After German reunification, the Dresden city council determined that the location should continue to be used for contemporary art under the condition that a platform arise for current movements in art oriented toward an international spectrum. Before, the city's cultural offerings were dedicated mainly to national and local artistic work. The objective now was to establish a connection between the local cultural and art scene and the international scene and current events.
This realignment meant massive cuts in staffing from the earlier 10 to in the year 2002 three permanent employees. Until 1995 during the conceptual transitional period, the Kunsthaus Dresden was overseen by the Dresden Department of Culture, with the goal of internationalizing the exhibition program and founding a new identity for the establishment as an exhibition venue for contemporary art. This was advanced further by the appointment of the first academically and professionally qualified director to the Kunsthaus in the mid 1990s.
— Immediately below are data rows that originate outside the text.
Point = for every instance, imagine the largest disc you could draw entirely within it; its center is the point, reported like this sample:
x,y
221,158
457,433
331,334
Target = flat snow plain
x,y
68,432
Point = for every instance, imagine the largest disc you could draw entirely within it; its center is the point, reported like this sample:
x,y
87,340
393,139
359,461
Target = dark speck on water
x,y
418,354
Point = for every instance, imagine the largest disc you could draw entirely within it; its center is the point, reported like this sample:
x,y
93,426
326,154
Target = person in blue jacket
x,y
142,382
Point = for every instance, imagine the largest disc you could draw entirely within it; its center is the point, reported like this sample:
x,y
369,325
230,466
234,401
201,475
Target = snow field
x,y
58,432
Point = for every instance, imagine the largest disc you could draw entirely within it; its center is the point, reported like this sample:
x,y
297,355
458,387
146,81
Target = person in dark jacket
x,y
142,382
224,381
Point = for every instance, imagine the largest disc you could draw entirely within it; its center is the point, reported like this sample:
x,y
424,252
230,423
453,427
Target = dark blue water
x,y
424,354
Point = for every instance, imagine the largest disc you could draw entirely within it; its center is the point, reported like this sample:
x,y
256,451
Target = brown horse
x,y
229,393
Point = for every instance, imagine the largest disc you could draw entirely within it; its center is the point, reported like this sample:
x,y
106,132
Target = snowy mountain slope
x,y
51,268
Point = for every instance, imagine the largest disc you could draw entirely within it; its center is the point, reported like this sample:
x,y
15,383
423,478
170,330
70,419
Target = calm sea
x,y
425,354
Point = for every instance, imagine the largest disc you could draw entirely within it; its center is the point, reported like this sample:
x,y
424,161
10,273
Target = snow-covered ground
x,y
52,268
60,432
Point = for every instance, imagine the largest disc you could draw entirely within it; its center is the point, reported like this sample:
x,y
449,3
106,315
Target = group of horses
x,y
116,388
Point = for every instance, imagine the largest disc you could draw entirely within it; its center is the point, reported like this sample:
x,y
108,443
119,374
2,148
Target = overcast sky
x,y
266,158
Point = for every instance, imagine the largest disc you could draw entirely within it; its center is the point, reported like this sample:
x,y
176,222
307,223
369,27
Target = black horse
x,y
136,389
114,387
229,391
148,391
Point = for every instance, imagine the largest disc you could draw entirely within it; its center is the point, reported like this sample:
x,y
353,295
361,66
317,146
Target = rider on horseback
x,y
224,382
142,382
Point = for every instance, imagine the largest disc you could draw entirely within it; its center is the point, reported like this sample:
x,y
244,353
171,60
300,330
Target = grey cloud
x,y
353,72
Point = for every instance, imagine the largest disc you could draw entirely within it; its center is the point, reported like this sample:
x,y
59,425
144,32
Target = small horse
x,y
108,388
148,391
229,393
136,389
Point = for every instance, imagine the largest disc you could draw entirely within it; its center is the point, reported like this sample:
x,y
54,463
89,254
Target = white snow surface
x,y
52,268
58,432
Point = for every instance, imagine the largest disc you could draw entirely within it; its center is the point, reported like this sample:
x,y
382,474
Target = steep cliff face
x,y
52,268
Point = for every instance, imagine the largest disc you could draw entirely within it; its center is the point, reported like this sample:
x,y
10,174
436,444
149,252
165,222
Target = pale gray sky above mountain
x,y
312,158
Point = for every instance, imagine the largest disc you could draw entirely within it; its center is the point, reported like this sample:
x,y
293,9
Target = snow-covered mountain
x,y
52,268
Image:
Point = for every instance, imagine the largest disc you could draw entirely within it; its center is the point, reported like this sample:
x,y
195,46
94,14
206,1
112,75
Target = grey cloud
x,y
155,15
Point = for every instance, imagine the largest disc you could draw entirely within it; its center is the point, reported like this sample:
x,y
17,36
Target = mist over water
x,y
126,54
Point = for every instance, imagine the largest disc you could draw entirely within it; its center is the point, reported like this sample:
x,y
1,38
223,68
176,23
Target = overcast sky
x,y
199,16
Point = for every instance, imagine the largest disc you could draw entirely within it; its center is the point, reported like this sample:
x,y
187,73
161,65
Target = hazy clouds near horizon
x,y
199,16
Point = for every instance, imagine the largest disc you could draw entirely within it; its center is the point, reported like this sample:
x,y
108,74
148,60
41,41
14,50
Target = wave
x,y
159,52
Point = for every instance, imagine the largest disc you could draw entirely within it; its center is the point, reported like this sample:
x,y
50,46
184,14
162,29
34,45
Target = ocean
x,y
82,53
Since the early 1990s, the Kunsthaus Dresden has offered concise insight into current international and regional trends and developments of contemporary art.
Harald Kunde was the director of the Kunsthaus from 1995 to 2001. Since the spring of 2003, the Kunsthaus has been under the direction of Christiane Mennicke-Schwarz. From 2007 to 2009, the Kunsthaus was led by Susanne Weiß in parental leave substitution. Dr. Petra Reichensperger led the Kunsthaus in parental leave substitution from 2011 to 2013. Since April 2013, Christiane Mennicke-Schwarz has reassumed direction of the Kunsthaus. Since 2018 the team consists of four permanent employees.